Intel hops on the precision medicine bandwagon with new projects for 2016

Tech giant Intel ($INTC) is getting in on President Obama's Precision Medicine Initiative. The company is launching a new program to improve data analytics for genetic research, feeding into a swath of projects announced under the administration's latest precision medicine push.

Over the next 5 years, the Santa Clara, CA-based company wants to help patients get a diagnosis and a personalized treatment plan sooner. To do that, it's rolling out a series of initiatives this year aimed at improving analytics and processing large data sets.

As part of its program, dubbed "All in One Day," Intel will create an open-source proof of concept for data center infrastructure, which supports processing, storage and analysis of large precision medicine data sets. The company will also train researchers on some of its proprietary platforms that help make data sharing easier.

But Intel isn't stopping there. The company also outlined more projects for the year to come, including kicking off four weeklong sessions to train scientists in programming and data processing, and gathering industry experts to create a single set of standards for machine-readable electronic consent. The latter project could come in handy as scientists look for faster ways to gather data from participants in the Precision Medicine Initiative program.

Eric Dishman, Intel's general manager of Health & Life Sciences

"When researchers and doctors have the data, tools, and training to create a personalized treatment plan based on an individual's data, life goals, and needs, we will have ushered in a new era that is vital for our families, economy and future," Intel's general manager of Health & Life Sciences, Eric Dishman, said in a statement.

The company's move comes as the Obama administration jump-starts its Precision Medicine Initiative, which it unveiled in January 2015. In December, President Obama signed legislation that puts more than $200 million toward the project. Now, some companies and organizations are getting the ball rolling on new programs.

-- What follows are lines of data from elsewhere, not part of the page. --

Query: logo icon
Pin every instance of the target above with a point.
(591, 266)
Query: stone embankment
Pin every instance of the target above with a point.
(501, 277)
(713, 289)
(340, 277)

The National Institutes of Health (NIH) recently announced its plans to build a large-scale research participant group for the project, tapping Verily, formerly known as Google Life Sciences, and Nashville's Vanderbilt University to lead the charge. The agency's pilot program is shooting to enroll 79,000 volunteers by the end of this year.

Microsoft is also getting in on the action. The company by the end of 2016 is planning to host large, open genomics data sets on its Microsoft Azure cloud platform. The datasets, including 1000 genomes, could benefit researchers and other healthcare providers who are forging ahead with precision medicine initiatives, Microsoft said in a statement.